Naquela região, seus parentes conviviam com outros costumes e práticas religiosas. Jacó, naquele momento, era solteiro, não tinha filhos e estava com cerca de setenta e sete anos de idade. Diante disso, muitas incertezas quanto ao futuro certamente ocupavam sua mente. Foi nesse contexto que o Senhor, o Deus de seus pais, apareceu-lhe e lhe fez as seguintes promessas:

a) Que sua descendência seria tão numerosa “como o pó da terra”, espalhando-se para o ocidente, oriente, norte e sul, conforme já havia prometido a Abraão e a Isaque (Gn 28.14);

b) Que daria a Jacó e à sua descendência a terra em que ele estava deitado (Gn 28.13);

c) Que estaria com ele e o guardaria por onde quer que fosse;

d) Que o faria retornar à terra de seus pais e que não o abandonaria até cumprir tudo quanto lhe havia prometido (Gn 28.15).

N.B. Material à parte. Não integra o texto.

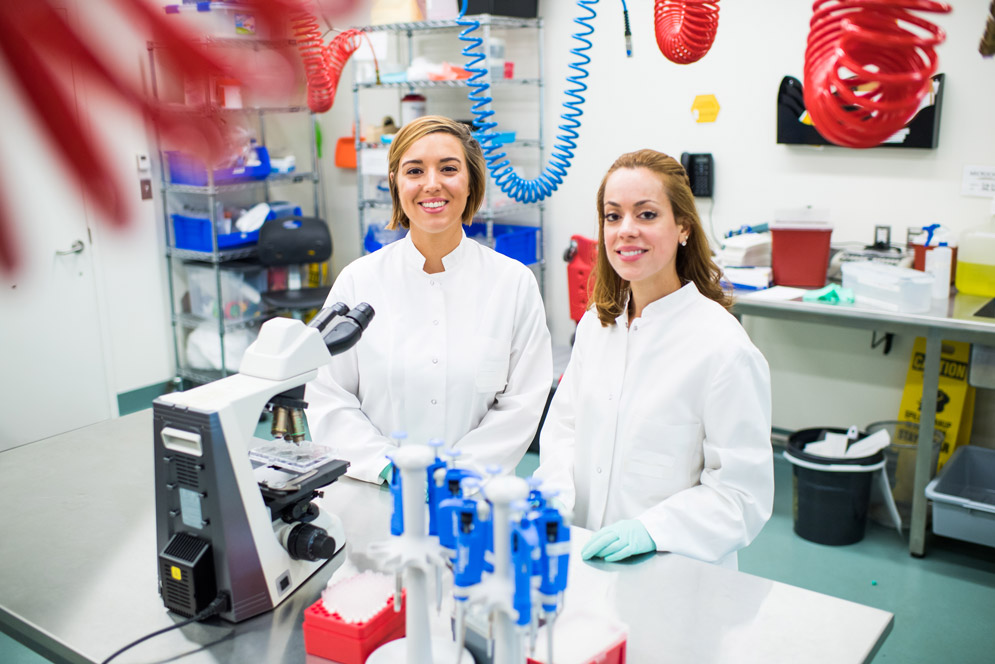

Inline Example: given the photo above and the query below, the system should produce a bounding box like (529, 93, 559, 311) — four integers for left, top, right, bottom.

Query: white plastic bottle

(925, 242, 953, 299)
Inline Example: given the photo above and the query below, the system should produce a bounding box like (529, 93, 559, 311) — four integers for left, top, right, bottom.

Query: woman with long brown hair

(534, 149, 773, 569)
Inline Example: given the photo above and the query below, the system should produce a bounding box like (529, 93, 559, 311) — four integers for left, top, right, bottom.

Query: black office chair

(257, 216, 333, 315)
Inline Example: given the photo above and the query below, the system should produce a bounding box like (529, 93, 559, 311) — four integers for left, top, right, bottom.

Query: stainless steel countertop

(1, 410, 893, 663)
(732, 290, 995, 345)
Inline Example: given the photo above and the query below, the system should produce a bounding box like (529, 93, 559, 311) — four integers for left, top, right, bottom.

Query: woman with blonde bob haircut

(534, 149, 774, 569)
(307, 115, 552, 484)
(384, 115, 487, 232)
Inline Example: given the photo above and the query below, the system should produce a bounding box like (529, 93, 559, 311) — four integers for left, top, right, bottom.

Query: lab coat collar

(621, 281, 700, 326)
(400, 228, 469, 276)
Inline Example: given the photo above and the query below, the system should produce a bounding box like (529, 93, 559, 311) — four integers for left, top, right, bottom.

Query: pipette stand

(367, 444, 473, 664)
(462, 475, 531, 664)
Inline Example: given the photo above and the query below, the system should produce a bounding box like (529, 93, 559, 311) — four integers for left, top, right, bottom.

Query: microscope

(152, 302, 373, 622)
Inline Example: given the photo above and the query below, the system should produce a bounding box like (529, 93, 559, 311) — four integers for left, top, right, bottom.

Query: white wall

(537, 0, 994, 340)
(4, 1, 992, 438)
(214, 1, 995, 436)
(532, 0, 995, 435)
(83, 1, 174, 396)
(0, 0, 171, 413)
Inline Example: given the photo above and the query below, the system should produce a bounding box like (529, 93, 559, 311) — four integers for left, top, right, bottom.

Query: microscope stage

(250, 439, 341, 473)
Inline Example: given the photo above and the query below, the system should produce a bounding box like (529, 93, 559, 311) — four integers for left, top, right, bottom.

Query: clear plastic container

(955, 212, 995, 297)
(185, 262, 266, 320)
(841, 262, 934, 313)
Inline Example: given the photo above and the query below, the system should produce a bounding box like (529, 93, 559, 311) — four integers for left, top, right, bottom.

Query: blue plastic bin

(467, 223, 540, 265)
(364, 223, 407, 254)
(172, 204, 301, 252)
(166, 146, 271, 186)
(362, 223, 539, 265)
(173, 215, 259, 251)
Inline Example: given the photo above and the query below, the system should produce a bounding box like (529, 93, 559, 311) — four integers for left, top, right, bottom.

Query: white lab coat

(305, 231, 552, 483)
(534, 282, 773, 569)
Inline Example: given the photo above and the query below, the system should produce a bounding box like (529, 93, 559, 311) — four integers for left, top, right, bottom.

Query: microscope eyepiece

(321, 302, 375, 356)
(346, 302, 374, 330)
(307, 302, 350, 330)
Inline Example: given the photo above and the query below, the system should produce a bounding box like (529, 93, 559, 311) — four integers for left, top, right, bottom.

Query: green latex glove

(581, 519, 656, 562)
(802, 283, 854, 305)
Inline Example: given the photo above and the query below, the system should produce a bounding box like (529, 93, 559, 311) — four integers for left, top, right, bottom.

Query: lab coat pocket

(474, 339, 510, 393)
(624, 423, 701, 486)
(626, 449, 675, 479)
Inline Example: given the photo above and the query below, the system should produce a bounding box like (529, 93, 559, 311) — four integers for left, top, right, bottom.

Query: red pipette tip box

(526, 634, 626, 664)
(302, 591, 405, 664)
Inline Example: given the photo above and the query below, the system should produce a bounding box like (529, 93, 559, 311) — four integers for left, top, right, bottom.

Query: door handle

(56, 240, 85, 256)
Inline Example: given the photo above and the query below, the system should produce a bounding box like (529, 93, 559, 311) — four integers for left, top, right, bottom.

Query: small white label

(179, 488, 204, 529)
(360, 148, 389, 176)
(961, 165, 995, 198)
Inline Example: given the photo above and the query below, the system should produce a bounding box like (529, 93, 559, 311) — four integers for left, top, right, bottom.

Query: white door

(0, 3, 114, 451)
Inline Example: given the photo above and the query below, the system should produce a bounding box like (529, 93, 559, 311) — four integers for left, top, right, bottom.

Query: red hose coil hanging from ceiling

(290, 10, 367, 113)
(654, 0, 721, 65)
(803, 0, 951, 149)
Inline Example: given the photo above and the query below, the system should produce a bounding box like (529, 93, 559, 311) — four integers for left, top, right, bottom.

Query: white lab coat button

(429, 280, 435, 286)
(433, 320, 440, 326)
(431, 398, 438, 405)
(597, 466, 602, 474)
(607, 393, 613, 400)
(432, 357, 439, 364)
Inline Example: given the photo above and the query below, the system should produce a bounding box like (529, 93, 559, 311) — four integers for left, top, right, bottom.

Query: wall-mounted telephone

(680, 152, 714, 198)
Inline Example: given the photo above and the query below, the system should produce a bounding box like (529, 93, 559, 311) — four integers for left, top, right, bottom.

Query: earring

(680, 238, 688, 247)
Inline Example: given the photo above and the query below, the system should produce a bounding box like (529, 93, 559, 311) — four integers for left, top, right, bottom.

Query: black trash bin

(784, 428, 886, 546)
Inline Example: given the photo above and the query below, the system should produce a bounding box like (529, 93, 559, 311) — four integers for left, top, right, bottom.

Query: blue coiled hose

(457, 0, 598, 204)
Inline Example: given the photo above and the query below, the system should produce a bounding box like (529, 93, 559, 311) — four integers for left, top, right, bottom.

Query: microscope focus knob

(286, 523, 337, 561)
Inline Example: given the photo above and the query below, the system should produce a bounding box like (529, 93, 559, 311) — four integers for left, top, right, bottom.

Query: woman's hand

(581, 519, 656, 562)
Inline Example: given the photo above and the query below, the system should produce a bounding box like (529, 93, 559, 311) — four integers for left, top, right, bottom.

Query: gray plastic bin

(924, 446, 995, 548)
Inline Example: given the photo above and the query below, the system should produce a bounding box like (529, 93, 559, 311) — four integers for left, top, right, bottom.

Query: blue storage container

(362, 223, 539, 264)
(166, 146, 271, 186)
(364, 223, 407, 254)
(172, 204, 301, 252)
(172, 215, 259, 251)
(467, 223, 540, 265)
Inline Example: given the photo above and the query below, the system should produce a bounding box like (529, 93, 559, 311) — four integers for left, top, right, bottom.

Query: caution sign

(897, 338, 976, 471)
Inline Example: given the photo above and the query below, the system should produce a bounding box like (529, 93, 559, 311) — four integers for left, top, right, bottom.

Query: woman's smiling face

(393, 132, 470, 246)
(602, 166, 686, 292)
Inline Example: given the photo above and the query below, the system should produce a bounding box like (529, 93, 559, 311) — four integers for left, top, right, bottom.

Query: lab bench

(0, 410, 892, 663)
(732, 289, 995, 558)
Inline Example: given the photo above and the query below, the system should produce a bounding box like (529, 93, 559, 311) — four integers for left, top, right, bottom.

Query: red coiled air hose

(654, 0, 720, 65)
(803, 0, 950, 149)
(290, 6, 371, 113)
(290, 11, 332, 112)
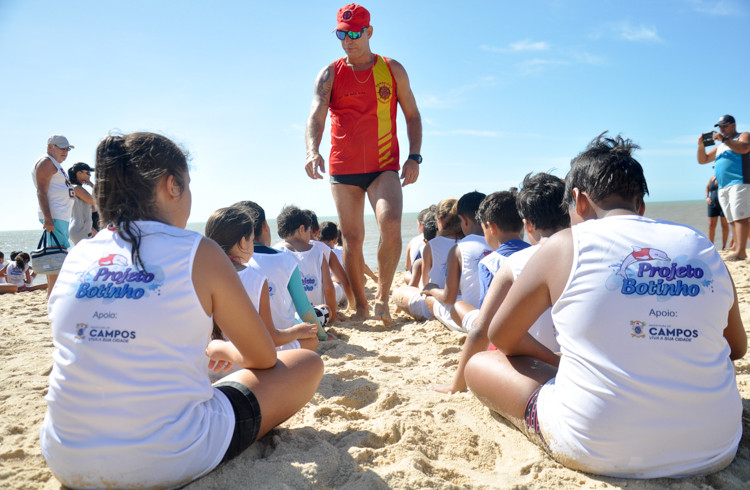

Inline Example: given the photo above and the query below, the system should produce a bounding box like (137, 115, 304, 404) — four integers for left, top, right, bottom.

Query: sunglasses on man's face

(335, 26, 367, 41)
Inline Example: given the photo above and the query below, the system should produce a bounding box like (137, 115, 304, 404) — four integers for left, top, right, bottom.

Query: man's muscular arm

(389, 59, 422, 187)
(34, 158, 58, 232)
(305, 64, 334, 180)
(723, 132, 750, 155)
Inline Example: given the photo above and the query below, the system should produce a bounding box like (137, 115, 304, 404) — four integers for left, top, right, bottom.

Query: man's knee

(341, 227, 365, 248)
(377, 212, 402, 241)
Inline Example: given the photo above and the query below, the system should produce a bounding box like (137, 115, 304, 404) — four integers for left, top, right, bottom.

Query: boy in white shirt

(276, 206, 338, 323)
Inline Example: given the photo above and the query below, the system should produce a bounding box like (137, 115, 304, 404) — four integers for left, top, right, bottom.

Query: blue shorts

(215, 381, 262, 463)
(40, 219, 71, 249)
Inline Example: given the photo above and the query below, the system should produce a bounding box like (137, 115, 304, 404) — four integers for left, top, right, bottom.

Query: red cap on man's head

(336, 4, 370, 32)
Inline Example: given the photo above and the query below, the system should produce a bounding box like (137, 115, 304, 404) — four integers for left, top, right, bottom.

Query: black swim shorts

(330, 170, 397, 190)
(707, 198, 725, 218)
(215, 381, 262, 463)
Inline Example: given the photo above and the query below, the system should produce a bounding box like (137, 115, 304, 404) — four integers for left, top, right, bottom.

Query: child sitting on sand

(235, 200, 329, 341)
(394, 198, 462, 321)
(399, 191, 491, 332)
(308, 212, 354, 309)
(475, 189, 530, 308)
(204, 206, 318, 353)
(433, 173, 568, 394)
(403, 206, 433, 286)
(0, 252, 47, 293)
(40, 132, 323, 489)
(465, 133, 747, 478)
(275, 205, 338, 323)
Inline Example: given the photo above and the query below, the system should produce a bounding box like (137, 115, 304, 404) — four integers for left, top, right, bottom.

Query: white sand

(2, 258, 750, 489)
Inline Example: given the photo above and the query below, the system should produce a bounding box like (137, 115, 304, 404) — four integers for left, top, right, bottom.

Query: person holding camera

(697, 115, 750, 260)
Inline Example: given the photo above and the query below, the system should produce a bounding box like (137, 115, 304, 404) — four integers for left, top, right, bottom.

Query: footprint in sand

(377, 355, 401, 363)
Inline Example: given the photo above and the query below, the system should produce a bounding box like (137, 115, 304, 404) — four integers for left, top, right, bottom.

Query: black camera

(702, 131, 716, 146)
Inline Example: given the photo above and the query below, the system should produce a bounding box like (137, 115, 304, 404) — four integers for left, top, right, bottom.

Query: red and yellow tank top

(329, 54, 399, 175)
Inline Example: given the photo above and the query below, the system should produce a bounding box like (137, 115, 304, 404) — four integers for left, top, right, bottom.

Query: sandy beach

(2, 254, 749, 489)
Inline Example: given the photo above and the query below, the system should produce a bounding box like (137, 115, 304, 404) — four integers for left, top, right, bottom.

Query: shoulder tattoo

(317, 67, 332, 98)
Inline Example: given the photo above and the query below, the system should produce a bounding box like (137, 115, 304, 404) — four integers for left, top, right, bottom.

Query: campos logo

(630, 320, 646, 338)
(74, 323, 88, 343)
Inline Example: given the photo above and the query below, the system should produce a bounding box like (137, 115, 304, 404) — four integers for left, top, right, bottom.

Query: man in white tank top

(32, 135, 76, 297)
(465, 133, 747, 478)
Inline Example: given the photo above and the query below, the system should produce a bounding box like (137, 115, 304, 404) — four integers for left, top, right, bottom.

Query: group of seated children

(400, 133, 748, 479)
(0, 251, 48, 294)
(394, 188, 531, 333)
(203, 201, 383, 355)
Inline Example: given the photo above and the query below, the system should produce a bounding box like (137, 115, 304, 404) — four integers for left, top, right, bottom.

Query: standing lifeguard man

(305, 4, 422, 324)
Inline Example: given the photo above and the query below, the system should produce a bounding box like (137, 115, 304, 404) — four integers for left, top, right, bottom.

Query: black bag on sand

(31, 231, 68, 275)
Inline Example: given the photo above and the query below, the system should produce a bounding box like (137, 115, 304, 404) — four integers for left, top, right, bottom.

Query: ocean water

(0, 201, 720, 285)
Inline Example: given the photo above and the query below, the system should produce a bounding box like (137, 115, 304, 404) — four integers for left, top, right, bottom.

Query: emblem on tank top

(617, 247, 670, 279)
(376, 82, 392, 103)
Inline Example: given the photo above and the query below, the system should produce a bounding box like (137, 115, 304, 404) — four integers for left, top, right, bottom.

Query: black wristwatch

(408, 154, 422, 164)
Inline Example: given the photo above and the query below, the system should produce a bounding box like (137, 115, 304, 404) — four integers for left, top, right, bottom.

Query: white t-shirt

(40, 221, 234, 489)
(333, 245, 343, 264)
(505, 245, 559, 352)
(539, 215, 740, 478)
(5, 262, 29, 286)
(456, 234, 492, 307)
(311, 240, 331, 261)
(276, 244, 326, 305)
(238, 265, 266, 308)
(427, 236, 458, 288)
(407, 233, 424, 266)
(249, 248, 299, 330)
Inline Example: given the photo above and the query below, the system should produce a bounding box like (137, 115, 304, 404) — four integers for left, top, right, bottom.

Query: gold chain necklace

(350, 55, 375, 84)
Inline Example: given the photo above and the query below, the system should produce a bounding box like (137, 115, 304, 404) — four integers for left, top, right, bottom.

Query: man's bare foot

(374, 301, 392, 325)
(351, 305, 370, 321)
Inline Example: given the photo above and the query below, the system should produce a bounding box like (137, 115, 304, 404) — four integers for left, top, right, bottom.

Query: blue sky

(1, 0, 748, 231)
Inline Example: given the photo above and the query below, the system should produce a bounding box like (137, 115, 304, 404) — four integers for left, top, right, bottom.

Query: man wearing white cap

(32, 134, 75, 296)
(304, 4, 422, 324)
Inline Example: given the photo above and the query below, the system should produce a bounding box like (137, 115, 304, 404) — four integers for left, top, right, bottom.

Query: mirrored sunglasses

(335, 26, 367, 41)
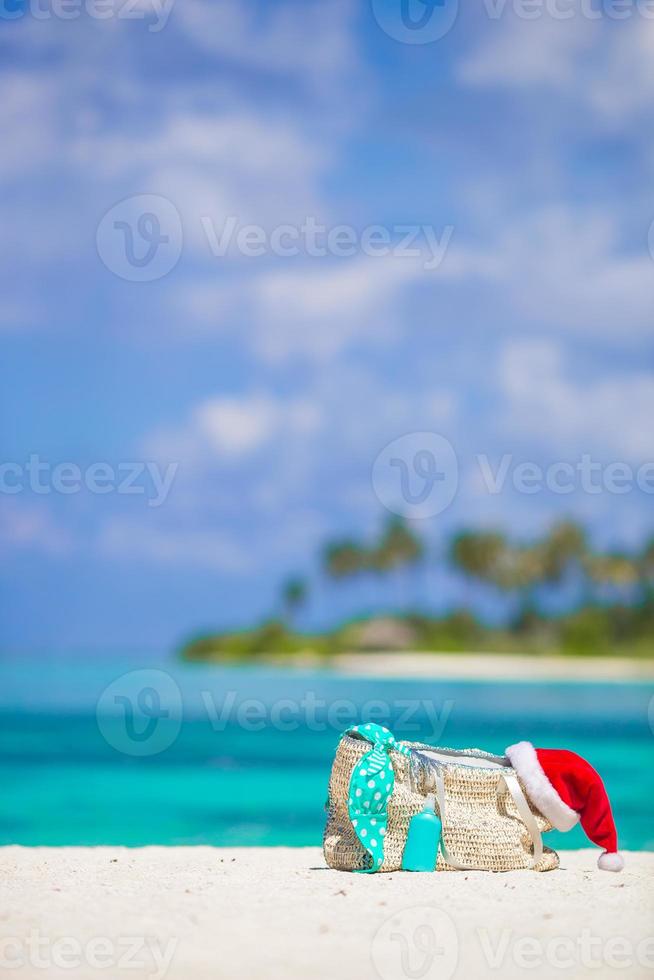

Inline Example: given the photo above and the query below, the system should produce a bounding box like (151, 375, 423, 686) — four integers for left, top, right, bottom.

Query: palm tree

(637, 538, 654, 631)
(586, 552, 640, 606)
(322, 537, 368, 623)
(449, 530, 508, 588)
(369, 516, 424, 607)
(371, 516, 423, 571)
(639, 537, 654, 588)
(322, 539, 365, 580)
(281, 576, 308, 625)
(449, 526, 569, 627)
(538, 520, 587, 585)
(505, 520, 587, 626)
(448, 529, 512, 619)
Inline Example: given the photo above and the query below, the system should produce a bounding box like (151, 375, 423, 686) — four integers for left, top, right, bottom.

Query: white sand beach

(265, 651, 654, 681)
(1, 846, 652, 980)
(328, 652, 654, 681)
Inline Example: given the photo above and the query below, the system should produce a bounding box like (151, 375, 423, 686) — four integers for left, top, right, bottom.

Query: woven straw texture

(323, 735, 559, 873)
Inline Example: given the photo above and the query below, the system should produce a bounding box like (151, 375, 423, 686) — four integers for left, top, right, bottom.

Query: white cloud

(461, 14, 654, 124)
(251, 251, 453, 364)
(585, 20, 654, 121)
(467, 207, 654, 340)
(82, 110, 327, 197)
(195, 395, 278, 457)
(175, 0, 361, 99)
(460, 13, 591, 88)
(0, 72, 60, 180)
(0, 500, 73, 555)
(172, 251, 447, 364)
(101, 365, 460, 571)
(146, 390, 324, 463)
(143, 370, 458, 518)
(0, 17, 338, 291)
(70, 109, 333, 266)
(252, 259, 394, 364)
(236, 205, 653, 363)
(497, 337, 654, 459)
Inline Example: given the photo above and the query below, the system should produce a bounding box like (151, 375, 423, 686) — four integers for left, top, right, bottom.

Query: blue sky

(1, 0, 653, 653)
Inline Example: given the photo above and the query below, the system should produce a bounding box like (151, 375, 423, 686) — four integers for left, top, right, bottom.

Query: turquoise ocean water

(0, 658, 652, 851)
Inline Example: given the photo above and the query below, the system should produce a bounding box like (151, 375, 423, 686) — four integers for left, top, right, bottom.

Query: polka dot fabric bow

(346, 723, 411, 872)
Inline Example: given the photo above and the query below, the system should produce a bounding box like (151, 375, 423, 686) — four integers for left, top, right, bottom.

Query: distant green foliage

(180, 599, 654, 662)
(182, 620, 333, 662)
(180, 519, 654, 662)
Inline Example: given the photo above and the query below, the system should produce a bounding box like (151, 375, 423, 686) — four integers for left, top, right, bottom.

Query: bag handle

(432, 767, 543, 870)
(500, 772, 543, 868)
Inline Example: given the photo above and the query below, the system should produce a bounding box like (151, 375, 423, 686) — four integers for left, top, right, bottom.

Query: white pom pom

(597, 851, 624, 872)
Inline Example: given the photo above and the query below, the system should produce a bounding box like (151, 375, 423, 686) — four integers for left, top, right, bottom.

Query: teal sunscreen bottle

(401, 794, 441, 872)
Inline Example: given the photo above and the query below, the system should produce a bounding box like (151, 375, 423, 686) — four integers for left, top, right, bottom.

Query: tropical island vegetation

(180, 518, 654, 662)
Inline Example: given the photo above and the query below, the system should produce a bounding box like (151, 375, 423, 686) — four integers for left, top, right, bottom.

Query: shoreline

(2, 846, 652, 979)
(266, 651, 654, 682)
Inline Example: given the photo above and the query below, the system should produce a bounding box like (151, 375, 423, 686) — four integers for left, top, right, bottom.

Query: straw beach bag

(323, 725, 559, 873)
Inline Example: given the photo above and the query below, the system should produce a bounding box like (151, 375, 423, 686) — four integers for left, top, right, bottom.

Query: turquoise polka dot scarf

(345, 723, 411, 872)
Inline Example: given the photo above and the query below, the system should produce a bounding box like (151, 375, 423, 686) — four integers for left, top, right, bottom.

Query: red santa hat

(505, 741, 624, 872)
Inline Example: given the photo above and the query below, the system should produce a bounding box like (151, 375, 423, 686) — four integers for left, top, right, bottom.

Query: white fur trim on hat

(598, 851, 624, 872)
(505, 741, 579, 832)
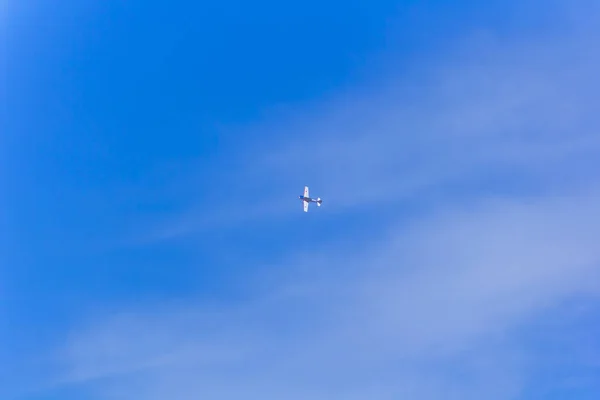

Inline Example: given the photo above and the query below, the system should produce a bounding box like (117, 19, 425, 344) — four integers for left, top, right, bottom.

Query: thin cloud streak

(256, 37, 600, 205)
(136, 11, 600, 243)
(56, 187, 600, 400)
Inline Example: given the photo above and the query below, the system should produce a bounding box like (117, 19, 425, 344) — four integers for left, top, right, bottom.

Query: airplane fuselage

(298, 195, 319, 203)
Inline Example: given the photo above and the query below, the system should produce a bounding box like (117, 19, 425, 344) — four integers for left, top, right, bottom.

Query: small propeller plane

(298, 185, 322, 212)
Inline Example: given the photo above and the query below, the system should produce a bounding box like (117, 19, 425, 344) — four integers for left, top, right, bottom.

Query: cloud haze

(58, 188, 600, 400)
(135, 6, 600, 243)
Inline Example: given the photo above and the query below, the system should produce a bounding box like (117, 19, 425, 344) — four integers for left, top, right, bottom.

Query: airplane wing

(303, 200, 309, 212)
(304, 186, 309, 198)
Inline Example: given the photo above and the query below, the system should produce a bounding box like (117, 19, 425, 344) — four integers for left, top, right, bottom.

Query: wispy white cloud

(55, 188, 600, 400)
(256, 39, 600, 206)
(130, 4, 600, 243)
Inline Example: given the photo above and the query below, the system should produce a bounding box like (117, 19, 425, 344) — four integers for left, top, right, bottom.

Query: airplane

(298, 185, 322, 212)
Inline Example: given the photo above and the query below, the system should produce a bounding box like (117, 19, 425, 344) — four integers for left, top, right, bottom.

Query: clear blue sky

(4, 1, 600, 399)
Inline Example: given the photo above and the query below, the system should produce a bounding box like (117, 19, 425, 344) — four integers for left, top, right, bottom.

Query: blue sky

(3, 1, 600, 399)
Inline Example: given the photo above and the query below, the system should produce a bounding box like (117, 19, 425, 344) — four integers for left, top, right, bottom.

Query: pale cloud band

(58, 188, 600, 400)
(136, 4, 600, 242)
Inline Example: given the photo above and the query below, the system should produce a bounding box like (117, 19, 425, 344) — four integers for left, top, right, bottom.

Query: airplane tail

(316, 198, 322, 206)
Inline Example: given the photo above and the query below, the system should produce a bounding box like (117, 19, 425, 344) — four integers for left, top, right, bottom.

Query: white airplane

(298, 186, 322, 212)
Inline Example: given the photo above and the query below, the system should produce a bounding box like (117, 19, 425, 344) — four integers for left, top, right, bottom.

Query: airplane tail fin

(316, 198, 322, 206)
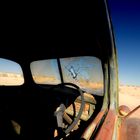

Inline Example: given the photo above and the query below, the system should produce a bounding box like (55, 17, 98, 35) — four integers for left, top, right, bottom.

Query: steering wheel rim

(53, 83, 85, 134)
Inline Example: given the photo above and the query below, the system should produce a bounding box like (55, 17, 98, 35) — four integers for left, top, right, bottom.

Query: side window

(0, 58, 24, 86)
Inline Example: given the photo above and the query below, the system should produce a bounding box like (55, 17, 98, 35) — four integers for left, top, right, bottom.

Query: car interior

(0, 0, 116, 139)
(0, 55, 104, 140)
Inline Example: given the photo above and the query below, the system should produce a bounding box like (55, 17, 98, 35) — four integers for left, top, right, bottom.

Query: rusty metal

(95, 110, 117, 140)
(124, 105, 140, 118)
(81, 109, 107, 140)
(81, 60, 109, 140)
(119, 105, 131, 116)
(118, 106, 140, 140)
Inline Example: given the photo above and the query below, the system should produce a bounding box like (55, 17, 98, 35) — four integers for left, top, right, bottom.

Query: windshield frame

(30, 56, 104, 96)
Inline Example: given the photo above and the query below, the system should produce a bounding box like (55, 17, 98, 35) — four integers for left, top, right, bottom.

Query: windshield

(30, 56, 103, 96)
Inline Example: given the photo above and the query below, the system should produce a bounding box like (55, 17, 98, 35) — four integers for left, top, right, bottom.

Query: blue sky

(108, 0, 140, 86)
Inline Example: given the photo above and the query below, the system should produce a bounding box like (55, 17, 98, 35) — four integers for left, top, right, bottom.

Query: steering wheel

(52, 83, 85, 135)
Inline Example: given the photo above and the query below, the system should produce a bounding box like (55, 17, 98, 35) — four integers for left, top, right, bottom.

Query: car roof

(0, 0, 113, 64)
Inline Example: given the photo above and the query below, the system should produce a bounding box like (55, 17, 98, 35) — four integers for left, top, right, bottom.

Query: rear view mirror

(0, 58, 24, 86)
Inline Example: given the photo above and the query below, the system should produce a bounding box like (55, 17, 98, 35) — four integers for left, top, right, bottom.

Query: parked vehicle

(0, 0, 139, 139)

A experiência vivida por Jacó naquele lugar marcou o início de uma nova etapa em sua caminhada. Até então, ele conhecia a Deus apenas de ouvir falar, por meio das experiências espirituais de seus pais e avós. A partir daquele encontro com o Senhor, porém, Jacó passou a compreender, de forma pessoal, que Deus estava com ele, guiando-o e protegendo-o em todos os momentos de sua vida.